First variant creates a local disk letter and a network share.
In the second sample MyMountingPoint can be used to access the mounting point locally as "\\.\MyMountingPoint". Other computers will be able to access this mounting point as "\\MyServer\VirtualShare".
In the last sample the local mounting point is omited altogether and the disk can be accessed using the network path.

Folder mounting points

You can add a mounting point, which will be visible as a virtual folder within NTFS file system on existing disk. MountingPoint parameter can be set to eg. ("Z:") for a drive letter or eg. "C:\Existing\Folder\MyMountingPoint". To do this use CBFS_SYMLINK_MOUNT_MANAGER flag in AddMountingPoint method. Such mounting points are visible to all users in the system, and creation of such points requires administrative rights.

If you create a plug-n-play device (StorageType property is set to stDiskPnP) which is not removable (scRemovableMedia flag is not set in StorageCharacteristics property), you may call AddMountingPoint() method only after successful call to MountMedia() method, otherwise you will get an error.

Authentication IDs

An Authentication ID is the locally unique identifier, or LUID, that is assigned to the logon session that the access token represents. Authentication ID is obtained from the access token as follows: call GetTokenInformation() Windows API function and pass it "TokenGroupsAndPrivileges" or "TokenStatistics" in TokenInformation parameter. The resulting value will be a reference to the structure (refer to MSDN for details), which contains the needed Authentication ID.

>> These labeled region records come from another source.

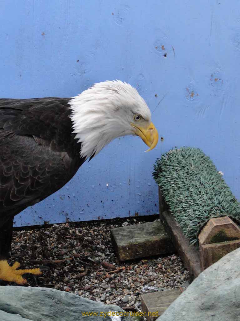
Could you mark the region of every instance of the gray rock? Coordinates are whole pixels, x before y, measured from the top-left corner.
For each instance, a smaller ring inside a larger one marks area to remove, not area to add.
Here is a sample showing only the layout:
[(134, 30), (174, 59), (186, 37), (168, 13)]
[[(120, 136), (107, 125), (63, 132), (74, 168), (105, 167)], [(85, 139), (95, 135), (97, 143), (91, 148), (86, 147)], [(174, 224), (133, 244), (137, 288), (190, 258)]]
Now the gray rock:
[[(71, 293), (46, 288), (0, 286), (0, 321), (99, 321), (101, 312), (123, 311), (116, 305), (104, 304)], [(82, 312), (98, 312), (98, 316)], [(104, 320), (112, 320), (106, 315)], [(130, 321), (131, 317), (121, 317)]]
[(240, 316), (240, 248), (202, 272), (158, 321), (237, 321)]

To enumerate logon sessions and retrieve the Authentication ID for specific logon session use LsaEnumerateLogonSessions function from Windows API, which returns the list of existing logon session IDs (which you are looking for). To obtain information about some session (for example to find out if this is a session that you are looking for), use LsaGetLogonSessionData function from Windows API. LsaGetLogonSessionData will return the structure, that contains all information about the session. Read the article on CodeProject about how to enumerate logon sessions.